Show the intersection of a nonidentity normal subgroup and the center of P is not trivial

Question

P is p-group and M is a nontrivial normal subgroup of P. Show the intersection of M and the center of P is nontrivial.

By the class equation, I proved that Z(P)is not 1. Then, how do prove I the intersection of M and the center of P is not 1 or empty?

Thank you very much for your time...

Answer 1

The Class Equation for normal subgroups reads (for details, see here):

$$|M|=|M \cap Z(P)|+\sum_{m \in \{Orbits \space rep's\}}\frac{|P|}{|C_P(m)|} \tag 1$$

where:

• $C_P(m)$ is the centralizer of $m$ in $P$;
• "$Orbits$" (capital "O") are the conjugacy orbits in $M$ of size greater than $1$.

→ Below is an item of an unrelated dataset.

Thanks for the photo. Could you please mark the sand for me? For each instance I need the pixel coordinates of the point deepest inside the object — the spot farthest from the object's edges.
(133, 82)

Now, by hyphothesis, $|M|$ is some power of $p$; moreover, $m \in \{Orbits \space rep's\} \Rightarrow C_P(m)\lneq G \Rightarrow$ $|P|/|C_P(m)|$ terms in the sum in $(1)$ are also powers of $p$; but then $|M \cap Z(P)|$ must be divisible by $p$, whence $|M \cap Z(P)|\ne 1$ and finally $M \cap Z(P) \ne \{e\}$.

Answer 2

$M$, being normal, is the union of conjugacy classes (with respect to $P$), meaning a conjugacy class lies completely in $M$ or is disjoint from $M$. Since the size of a conjugacy class is either $1$ or a multiple of $p$ the number of singleton classes in $M$ is a multiple of $p$ ($M$ is also a p-group), moreover it is not $0$ since the class of the identity is one of them. So there are at least $p$ singleton classes in M. But these singletons are central elements in P, which proves the assertion. With thanks to @Myself for his comment.